死の島

ベックリンの「死の島」。一度見たら忘れられない。小さな島の前に小舟。そこに立つ女性。よく見ると小さな棺。これから島へ埋葬する様子らしい。島が墓地、と言うのはヨーロッパではよくあることなのですって。
ダイアナ元皇太子妃も、自分の家の島に眠っているとか。そういえばホームズの物語に、代々の先祖が眠る墓地に船で渡る、というのがありましたね。考えてみると、日本でも仁徳天皇陵は、水に囲まれていますし。
だから、この絵も私が思うほど意味深でも不思議でもないのかもしれません。しかも同じバージョンが五枚も存在する、ということですから、かなり自然に受け止めていいのかもしれません。
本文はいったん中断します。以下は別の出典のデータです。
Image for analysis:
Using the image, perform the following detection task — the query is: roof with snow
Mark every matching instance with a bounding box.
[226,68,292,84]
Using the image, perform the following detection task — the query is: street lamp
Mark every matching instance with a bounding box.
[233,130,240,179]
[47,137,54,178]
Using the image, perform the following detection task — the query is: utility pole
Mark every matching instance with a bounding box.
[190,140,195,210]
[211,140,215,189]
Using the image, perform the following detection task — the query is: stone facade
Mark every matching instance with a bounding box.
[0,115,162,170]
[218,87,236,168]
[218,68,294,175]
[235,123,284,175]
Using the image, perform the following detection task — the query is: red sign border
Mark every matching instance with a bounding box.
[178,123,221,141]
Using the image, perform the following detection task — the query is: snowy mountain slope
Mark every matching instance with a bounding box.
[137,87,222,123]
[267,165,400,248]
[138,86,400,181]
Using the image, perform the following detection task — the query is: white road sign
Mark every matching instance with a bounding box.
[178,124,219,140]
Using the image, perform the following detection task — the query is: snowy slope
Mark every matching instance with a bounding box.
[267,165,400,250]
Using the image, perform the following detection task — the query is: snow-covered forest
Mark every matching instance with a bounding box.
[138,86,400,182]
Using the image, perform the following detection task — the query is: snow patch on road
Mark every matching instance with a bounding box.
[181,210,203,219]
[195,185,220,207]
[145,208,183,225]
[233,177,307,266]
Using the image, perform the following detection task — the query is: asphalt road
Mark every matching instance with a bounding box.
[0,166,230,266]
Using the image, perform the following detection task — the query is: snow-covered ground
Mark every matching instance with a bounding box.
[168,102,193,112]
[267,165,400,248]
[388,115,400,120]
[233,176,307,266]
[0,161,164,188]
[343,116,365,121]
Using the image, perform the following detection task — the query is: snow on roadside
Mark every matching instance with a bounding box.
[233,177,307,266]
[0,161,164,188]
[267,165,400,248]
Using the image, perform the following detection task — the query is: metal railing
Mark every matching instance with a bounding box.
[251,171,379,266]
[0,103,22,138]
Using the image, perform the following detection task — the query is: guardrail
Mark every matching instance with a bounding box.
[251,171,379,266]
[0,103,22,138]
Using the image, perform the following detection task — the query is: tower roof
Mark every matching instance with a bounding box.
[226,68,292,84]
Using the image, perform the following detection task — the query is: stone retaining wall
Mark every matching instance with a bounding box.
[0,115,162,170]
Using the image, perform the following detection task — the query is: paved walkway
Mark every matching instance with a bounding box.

しかも島が墓地なら「死の島」でいいし。
私、この絵を初めて見たとき、女性が死の誘惑に駆られて、これから自殺する、と思ったのです。でも、埋葬する、ということなのですね。確かに人を埋葬するのは悲しいけれど、それは生きているものの義務だから。
なんだか「こちらへいらっしゃい」という死の誘惑のようなものを感じるのは、お門違いでしょうか。こちらの気分が反映する、と言うことなのでしょうか。当時、ドイツでは各家庭に飾られていたとか。しかし、それはねー。
忘れられない、という意味では、ムンクの「叫び」もそうですが、ムンクの方は絶望的なのに、こちらは静かなのは、「死」が静かなもの、ということでしょうか。死んだ人に聞くわけにもいかないしねー。